Si algo hay claro, en efecto, es que sólo en los totalitarismos es movilizado para la política a todo semoviente, pero, sobre todo, a los niños. Se les da un buen lavado de cerebro, y luego una sobrealimentación ideológica y sentimental, quedan así encantadoramente homologados e inocentes, y listos para las ofrendas florales a los dirigentes y otros cultos cívicos, en la ortodoxia del Estado como fuente del Derecho y la moral, pero también de todo pensamiento correcto. La realidad ya no es la realidad, sino lo que el Estado dice que es la realidad, y una realidad roussoniana e inocente.

La historia de los niños, como la de las mujeres, ha sido atroz -y todavía lo sigue siendo bajo tan repugnante gramática como violencia doméstica y violencia de género- pero, si los niños también van a ser incorporados a ese tipo de inocente adultez, es que estamos alimentando una raza de superhombres para vivir en la anomia más perfecta, y con el manejo de la tecnología para el placer de la muerte. Pronto jugarán a la eutanasia ajena y a todos los otros deliciosos horrores del gabinete del Marqués de Sade.

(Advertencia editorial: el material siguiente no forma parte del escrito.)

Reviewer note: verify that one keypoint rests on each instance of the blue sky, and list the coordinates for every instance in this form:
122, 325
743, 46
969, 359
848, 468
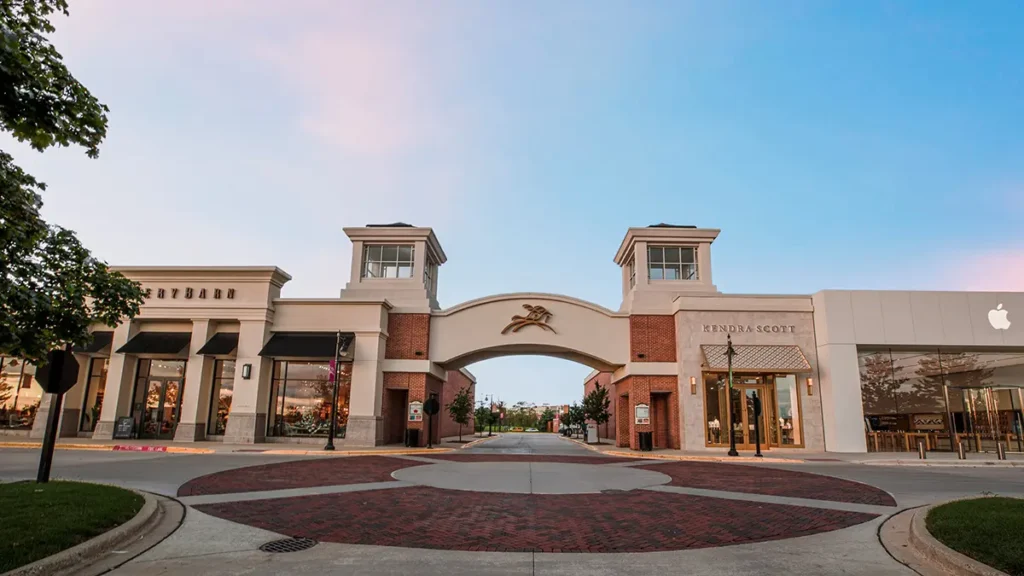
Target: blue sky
837, 145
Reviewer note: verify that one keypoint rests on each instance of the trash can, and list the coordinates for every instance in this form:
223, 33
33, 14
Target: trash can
413, 438
646, 442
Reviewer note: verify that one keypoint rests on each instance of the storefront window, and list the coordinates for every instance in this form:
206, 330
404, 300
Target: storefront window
223, 387
94, 387
19, 394
787, 432
300, 399
717, 409
941, 398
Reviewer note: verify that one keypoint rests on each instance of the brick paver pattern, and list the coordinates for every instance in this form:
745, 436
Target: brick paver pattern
596, 460
326, 470
627, 522
773, 482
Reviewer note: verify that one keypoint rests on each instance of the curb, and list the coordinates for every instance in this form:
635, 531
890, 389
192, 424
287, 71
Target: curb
76, 557
942, 464
905, 537
478, 441
928, 547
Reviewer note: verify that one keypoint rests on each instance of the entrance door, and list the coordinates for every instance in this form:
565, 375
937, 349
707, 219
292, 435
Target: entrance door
742, 413
163, 408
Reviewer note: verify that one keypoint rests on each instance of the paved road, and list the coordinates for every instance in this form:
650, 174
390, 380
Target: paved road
529, 444
209, 544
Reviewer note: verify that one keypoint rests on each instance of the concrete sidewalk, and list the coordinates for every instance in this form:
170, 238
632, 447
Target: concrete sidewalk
1014, 459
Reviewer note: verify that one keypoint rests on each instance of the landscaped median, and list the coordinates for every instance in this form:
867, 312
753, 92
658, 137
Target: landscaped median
42, 520
988, 530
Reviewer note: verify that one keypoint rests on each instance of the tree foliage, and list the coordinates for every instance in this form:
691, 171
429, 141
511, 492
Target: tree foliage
460, 408
596, 404
52, 288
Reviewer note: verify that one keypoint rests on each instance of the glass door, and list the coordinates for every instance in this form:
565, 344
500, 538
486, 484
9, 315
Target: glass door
743, 417
163, 408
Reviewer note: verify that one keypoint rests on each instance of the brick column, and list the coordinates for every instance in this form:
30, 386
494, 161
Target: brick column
120, 381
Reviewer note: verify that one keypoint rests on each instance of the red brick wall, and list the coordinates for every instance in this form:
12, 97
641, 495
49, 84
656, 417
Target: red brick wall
408, 333
419, 385
640, 388
652, 338
457, 381
604, 378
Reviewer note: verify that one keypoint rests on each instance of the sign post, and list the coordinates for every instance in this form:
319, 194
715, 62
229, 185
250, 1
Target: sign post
729, 353
56, 376
334, 370
431, 407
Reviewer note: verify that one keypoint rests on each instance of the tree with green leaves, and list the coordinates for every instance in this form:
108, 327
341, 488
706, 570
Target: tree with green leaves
460, 408
577, 417
595, 407
53, 288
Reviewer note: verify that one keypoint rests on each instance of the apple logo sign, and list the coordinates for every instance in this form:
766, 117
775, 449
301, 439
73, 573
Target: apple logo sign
997, 318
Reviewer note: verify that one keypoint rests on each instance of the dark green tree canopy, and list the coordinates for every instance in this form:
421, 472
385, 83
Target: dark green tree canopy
51, 288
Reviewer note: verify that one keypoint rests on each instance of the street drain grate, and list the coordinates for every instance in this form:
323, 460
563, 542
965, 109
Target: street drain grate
288, 545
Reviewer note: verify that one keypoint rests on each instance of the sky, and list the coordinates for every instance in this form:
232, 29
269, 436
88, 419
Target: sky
837, 145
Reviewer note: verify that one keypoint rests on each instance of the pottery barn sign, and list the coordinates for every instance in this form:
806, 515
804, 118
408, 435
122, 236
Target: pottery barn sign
759, 328
217, 293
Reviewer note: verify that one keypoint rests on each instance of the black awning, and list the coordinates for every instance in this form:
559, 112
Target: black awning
158, 342
99, 341
307, 344
221, 343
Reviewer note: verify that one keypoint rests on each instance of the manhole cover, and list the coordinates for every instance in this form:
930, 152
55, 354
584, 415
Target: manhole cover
288, 545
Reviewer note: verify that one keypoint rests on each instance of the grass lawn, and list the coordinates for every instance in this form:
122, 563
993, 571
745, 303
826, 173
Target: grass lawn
39, 520
989, 530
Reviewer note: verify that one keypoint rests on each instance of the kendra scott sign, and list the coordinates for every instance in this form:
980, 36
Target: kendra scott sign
753, 328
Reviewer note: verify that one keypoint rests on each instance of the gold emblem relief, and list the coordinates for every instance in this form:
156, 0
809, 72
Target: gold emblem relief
539, 316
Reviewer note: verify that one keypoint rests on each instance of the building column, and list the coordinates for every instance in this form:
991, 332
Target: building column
366, 421
71, 412
843, 410
120, 380
196, 397
250, 401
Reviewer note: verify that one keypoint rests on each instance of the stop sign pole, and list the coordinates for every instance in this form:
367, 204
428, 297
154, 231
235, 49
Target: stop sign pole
56, 376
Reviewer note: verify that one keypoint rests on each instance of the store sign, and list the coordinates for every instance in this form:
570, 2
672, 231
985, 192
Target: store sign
642, 414
929, 422
188, 293
415, 411
752, 328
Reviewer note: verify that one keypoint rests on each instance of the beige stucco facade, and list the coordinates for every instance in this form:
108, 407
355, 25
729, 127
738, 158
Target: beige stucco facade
403, 346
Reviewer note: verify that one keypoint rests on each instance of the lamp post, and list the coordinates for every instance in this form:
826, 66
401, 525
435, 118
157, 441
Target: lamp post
335, 372
729, 353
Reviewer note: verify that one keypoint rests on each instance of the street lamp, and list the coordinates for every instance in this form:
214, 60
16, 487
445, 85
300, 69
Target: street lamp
729, 353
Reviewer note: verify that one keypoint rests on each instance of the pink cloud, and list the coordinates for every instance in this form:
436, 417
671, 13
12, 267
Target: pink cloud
998, 271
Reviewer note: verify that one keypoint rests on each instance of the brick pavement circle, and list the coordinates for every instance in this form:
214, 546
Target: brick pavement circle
639, 521
632, 521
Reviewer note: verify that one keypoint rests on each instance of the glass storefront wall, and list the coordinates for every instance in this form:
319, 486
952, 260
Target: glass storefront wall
157, 397
780, 424
94, 386
19, 394
220, 403
942, 397
300, 399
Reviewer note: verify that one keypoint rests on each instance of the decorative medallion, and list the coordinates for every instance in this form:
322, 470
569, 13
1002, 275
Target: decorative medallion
539, 316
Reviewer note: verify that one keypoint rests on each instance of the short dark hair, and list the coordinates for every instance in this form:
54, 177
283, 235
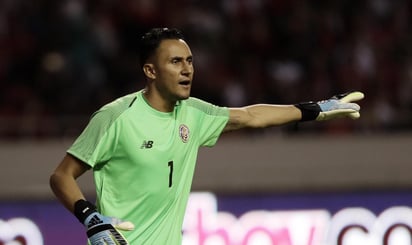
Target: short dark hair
151, 40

Nuestra voluntad de dominio e instrumentación sobre seres tan frágiles queda disfrazada en nuestro halago sistemático de la inocencia para su ideologización y politización desde los más tiernos años, y su conversión en balillas o pioneros de cualquier cosa. Ahora ellos quieren ser héroes, y reproducen el reality show de sus mayores.